Upon being immersed in City for Conquest, it feels like a cast of millions because so many familiar faces make an appearance for any given amount of time. Surely, the most important coupling is James Cagney and Ann Sheridan who are paired much in the same way as Angel With Dirty Faces (1938), playing childhood sweethearts who end up growing up together.
The picture also provides a scintillating film debut for young Arthur Kennedy, forerunning his turn playing the younger brother to another boxer in Champion (1949), opposite Kirk Douglas. Cagney’s not a bad man to have for a brother either and their dynamic is one of the most compelling aspects of this relatively slight drama.
It all begins with a rather peculiar framing device with an all-knowing drifter (Frank Craven) posing his commentary on “The Big Apple” and the world of interpersonal relationships that exist all around him. Because each individual has different talents and aspirations, at its most instinctual level, City for Conquest is about the trajectory of each character in tandem to one another. Thus, the story is most concretely driven by its characters while being enriched by that prototypical Warner Bros. grit and street corner brand of atmosphere.
For one, Danny Kenny (Cagney) tries his luck in the boxing ring taking on the name “Young Sampson,” not necessarily because of ambition but for the pure fact, it puts grub on the table and provides means to pay for his little brother’s musical education. Backed by promoter Scotty MacPherson (Donald Crisp) and supported by buddies Mutt (Frank McHugh) and Pinky (George Tobias), he tenaciously makes his way up the ranks toward the welterweight title.
Although he has nothing to show for it yet, Eddie Kenny (Kennedy) has a knack for compositions and he’s moved his brother with his city symphony, despite his lack of musical knowledge, because music has the power to speak to even everyday folks on a visceral level.
Meanwhile, Peg Nash (Sheridan) is terribly smitten with Danny and yet in the same breath aspires to be a first-class dancer. She meets an arrogant yet talented bloke (Anthony Quinn) out on the dance floor and is enticed with a career just like she’s always dreamed about.
The girl breaks his heart as much as you can break Jimmy Cagney. He takes it like a man while still feeling betrayed. To add insult to injury, his climactic bout is rigged due to the resin dust illegally sprinkled on his opponent’s gloves.

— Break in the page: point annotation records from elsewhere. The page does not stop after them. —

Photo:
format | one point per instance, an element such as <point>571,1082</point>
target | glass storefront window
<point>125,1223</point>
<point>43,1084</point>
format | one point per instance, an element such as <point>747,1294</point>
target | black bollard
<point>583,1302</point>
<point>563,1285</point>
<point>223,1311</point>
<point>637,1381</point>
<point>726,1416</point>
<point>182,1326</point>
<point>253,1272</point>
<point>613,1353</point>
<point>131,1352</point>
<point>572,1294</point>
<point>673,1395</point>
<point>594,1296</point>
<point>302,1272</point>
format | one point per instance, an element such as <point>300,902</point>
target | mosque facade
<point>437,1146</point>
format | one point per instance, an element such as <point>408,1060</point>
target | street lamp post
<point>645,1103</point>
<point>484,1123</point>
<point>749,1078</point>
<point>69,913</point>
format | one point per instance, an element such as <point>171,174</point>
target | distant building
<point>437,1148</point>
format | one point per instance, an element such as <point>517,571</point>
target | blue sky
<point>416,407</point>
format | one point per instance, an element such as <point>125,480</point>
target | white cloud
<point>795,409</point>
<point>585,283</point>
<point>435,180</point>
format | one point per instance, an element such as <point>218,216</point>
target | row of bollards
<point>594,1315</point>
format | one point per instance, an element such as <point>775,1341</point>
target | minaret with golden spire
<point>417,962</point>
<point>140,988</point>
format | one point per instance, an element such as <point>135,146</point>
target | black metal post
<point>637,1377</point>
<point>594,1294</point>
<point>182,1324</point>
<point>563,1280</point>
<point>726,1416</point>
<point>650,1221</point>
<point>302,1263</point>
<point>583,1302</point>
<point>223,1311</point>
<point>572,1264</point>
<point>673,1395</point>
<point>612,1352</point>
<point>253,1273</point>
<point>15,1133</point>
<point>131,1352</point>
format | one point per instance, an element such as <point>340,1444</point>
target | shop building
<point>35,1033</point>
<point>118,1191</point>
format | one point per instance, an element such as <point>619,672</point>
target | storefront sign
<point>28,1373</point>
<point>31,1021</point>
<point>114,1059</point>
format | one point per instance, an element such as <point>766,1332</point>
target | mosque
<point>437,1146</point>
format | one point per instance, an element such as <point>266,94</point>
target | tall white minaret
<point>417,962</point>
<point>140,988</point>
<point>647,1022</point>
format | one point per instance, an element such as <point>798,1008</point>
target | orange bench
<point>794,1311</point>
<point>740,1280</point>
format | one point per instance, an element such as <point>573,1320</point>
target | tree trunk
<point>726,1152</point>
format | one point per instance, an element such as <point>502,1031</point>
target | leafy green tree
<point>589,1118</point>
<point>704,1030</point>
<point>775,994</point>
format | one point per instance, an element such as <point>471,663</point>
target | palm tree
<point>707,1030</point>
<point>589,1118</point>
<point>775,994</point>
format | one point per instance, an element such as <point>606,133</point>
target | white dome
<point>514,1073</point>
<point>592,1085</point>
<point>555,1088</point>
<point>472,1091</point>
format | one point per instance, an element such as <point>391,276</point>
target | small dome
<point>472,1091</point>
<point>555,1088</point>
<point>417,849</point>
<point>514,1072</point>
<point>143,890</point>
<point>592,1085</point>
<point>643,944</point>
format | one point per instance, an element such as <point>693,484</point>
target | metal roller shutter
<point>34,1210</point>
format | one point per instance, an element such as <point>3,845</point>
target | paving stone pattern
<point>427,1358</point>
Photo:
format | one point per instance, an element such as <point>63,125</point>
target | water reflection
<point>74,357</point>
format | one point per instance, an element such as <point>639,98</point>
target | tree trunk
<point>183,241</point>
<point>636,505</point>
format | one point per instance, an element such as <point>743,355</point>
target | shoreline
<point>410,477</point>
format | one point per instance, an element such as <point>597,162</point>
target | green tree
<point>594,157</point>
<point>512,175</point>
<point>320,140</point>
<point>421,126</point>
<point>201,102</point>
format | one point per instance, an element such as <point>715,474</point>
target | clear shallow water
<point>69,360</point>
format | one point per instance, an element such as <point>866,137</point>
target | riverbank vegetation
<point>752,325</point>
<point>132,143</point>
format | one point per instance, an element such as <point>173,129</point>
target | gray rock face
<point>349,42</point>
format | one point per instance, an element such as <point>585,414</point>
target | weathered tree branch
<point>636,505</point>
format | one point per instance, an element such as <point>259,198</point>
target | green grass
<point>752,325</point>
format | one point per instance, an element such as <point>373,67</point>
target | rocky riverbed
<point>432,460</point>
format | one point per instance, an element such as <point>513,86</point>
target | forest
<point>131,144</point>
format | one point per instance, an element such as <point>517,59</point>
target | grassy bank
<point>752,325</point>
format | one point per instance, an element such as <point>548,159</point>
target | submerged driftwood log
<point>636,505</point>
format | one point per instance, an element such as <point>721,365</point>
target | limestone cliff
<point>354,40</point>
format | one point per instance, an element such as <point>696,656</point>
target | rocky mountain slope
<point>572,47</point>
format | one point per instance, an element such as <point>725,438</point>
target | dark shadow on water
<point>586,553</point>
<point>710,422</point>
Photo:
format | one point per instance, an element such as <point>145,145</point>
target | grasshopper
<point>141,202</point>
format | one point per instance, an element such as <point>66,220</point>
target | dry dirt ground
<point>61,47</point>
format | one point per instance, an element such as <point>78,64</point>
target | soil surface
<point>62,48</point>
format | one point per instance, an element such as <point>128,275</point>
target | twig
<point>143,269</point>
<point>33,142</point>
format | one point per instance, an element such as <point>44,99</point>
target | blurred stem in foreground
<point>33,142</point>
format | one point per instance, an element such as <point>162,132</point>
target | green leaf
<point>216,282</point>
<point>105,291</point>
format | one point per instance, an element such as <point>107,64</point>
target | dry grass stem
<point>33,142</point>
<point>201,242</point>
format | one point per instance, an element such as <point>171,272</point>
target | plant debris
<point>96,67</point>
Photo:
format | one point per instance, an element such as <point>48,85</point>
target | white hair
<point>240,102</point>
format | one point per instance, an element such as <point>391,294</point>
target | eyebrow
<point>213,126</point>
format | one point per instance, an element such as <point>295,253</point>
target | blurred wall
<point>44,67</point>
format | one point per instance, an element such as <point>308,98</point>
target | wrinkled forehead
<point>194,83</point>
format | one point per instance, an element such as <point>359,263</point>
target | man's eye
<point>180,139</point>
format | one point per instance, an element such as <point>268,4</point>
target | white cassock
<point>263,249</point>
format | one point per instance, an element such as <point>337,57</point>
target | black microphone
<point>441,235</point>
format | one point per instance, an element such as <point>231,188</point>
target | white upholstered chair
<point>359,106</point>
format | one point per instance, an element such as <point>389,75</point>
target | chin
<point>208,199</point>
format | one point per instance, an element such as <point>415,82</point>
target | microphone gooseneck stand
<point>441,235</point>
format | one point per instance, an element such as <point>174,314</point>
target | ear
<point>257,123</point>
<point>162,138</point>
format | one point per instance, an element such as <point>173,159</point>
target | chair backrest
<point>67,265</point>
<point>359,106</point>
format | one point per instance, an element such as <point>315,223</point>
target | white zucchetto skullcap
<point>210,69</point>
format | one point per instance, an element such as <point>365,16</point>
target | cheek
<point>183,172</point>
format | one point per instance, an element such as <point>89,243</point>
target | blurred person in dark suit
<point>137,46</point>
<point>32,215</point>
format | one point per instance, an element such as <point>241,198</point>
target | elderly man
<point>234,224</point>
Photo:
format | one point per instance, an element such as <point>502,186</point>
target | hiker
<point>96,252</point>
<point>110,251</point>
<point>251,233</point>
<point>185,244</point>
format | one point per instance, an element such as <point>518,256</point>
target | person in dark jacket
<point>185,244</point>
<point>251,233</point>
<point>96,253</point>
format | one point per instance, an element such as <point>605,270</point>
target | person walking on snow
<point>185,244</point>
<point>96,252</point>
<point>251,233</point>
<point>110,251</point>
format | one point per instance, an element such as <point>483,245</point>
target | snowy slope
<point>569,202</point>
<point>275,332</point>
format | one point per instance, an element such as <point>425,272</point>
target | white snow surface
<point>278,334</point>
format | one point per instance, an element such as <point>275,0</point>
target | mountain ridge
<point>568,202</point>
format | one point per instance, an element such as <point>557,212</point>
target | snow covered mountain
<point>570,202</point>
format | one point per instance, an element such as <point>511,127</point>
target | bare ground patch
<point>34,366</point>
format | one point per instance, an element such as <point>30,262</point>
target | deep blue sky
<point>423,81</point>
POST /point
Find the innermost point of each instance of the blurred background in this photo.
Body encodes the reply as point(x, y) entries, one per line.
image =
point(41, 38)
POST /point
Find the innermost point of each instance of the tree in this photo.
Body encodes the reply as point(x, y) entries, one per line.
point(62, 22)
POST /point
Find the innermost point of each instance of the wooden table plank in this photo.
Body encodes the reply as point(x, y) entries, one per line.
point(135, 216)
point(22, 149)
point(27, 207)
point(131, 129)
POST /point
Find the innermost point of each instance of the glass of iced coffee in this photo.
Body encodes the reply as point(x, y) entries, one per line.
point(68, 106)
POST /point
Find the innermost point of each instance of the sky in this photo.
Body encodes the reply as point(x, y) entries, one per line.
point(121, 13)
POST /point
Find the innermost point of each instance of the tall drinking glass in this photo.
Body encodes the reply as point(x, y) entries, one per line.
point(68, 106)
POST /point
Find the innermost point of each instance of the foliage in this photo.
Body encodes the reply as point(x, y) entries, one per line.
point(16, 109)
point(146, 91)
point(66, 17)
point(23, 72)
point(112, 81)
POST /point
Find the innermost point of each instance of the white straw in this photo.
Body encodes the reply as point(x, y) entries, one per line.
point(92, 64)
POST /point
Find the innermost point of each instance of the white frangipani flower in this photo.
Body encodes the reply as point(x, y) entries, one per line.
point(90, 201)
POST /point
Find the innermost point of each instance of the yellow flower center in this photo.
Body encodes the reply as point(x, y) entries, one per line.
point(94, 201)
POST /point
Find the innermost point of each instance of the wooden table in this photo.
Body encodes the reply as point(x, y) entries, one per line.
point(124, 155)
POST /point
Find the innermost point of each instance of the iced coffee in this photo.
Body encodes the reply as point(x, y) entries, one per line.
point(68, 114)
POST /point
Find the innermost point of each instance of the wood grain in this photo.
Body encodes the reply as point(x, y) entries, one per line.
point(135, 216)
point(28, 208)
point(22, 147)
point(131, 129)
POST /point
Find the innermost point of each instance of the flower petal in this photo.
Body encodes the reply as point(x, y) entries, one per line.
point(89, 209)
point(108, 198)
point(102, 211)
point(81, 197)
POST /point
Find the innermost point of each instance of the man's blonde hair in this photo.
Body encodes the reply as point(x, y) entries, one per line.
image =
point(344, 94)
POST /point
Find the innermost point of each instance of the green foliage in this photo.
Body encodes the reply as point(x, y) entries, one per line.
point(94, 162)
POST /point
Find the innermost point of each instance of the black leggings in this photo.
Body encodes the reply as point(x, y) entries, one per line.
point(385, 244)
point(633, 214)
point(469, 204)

Not only does Danny unfairly lose the fight but his career is permanently terminated with his eyesight impeded for good. Eddie shouts for the senseless beating to end as Peg cries to herself over the radio broadcast besides herself over Danny’s loss. It affects Danny physically while the others are casualties of a different kind.
It’s all but inevitable that the picture will end in some gangster knockoff job with the boy’s big shot pal Googie (Elia Kazan) seemingly ready to give the crooked wrenches who tampered with the fight their comeuppance. And the side of the underworld set on the east river with bodies to dispose of certainly has its place. But the underlining factor is despite their struggles, our three protagonists are allowed to find a swatch of contentment.
Eddie is finally able to realize his musical ambitions and gain the repute of the masses in his first show while Danny and Peg are reunited to live life as they were always meant to — together. Though her dancing aspirations have been curtailed and his sight lost, their future remains shimmering with hopefulness.
One could easily comment that City For Conquest‘s themes riff off of Golden Boy in the way music and the boxing ring are juxtaposed, one next to the other. In this case, it’s the two brothers who represent the two seemingly incongruent worlds. And yet the biggest implication is that a rough and tumble guy like Cagney can still have a beating heart and a sensitivity for song even as he goes day in and day out pounding people in the ring. The two worlds are not mutually exclusive by any means.
We certainly know who our main players are but again it’s the robust and jovial nature of the full ensemble making it even more diverting. Ward Bond shows up as a disgruntled cop there, Charles Lane as a no-nonsense promoter here, and Jerome Cowan is ready to rib his competition over a few boxing ring bets. They don’t have to be the focal point because that’s not requisite for being entertaining. I greatly admire the character actors of old for what they are able to create even within meager means.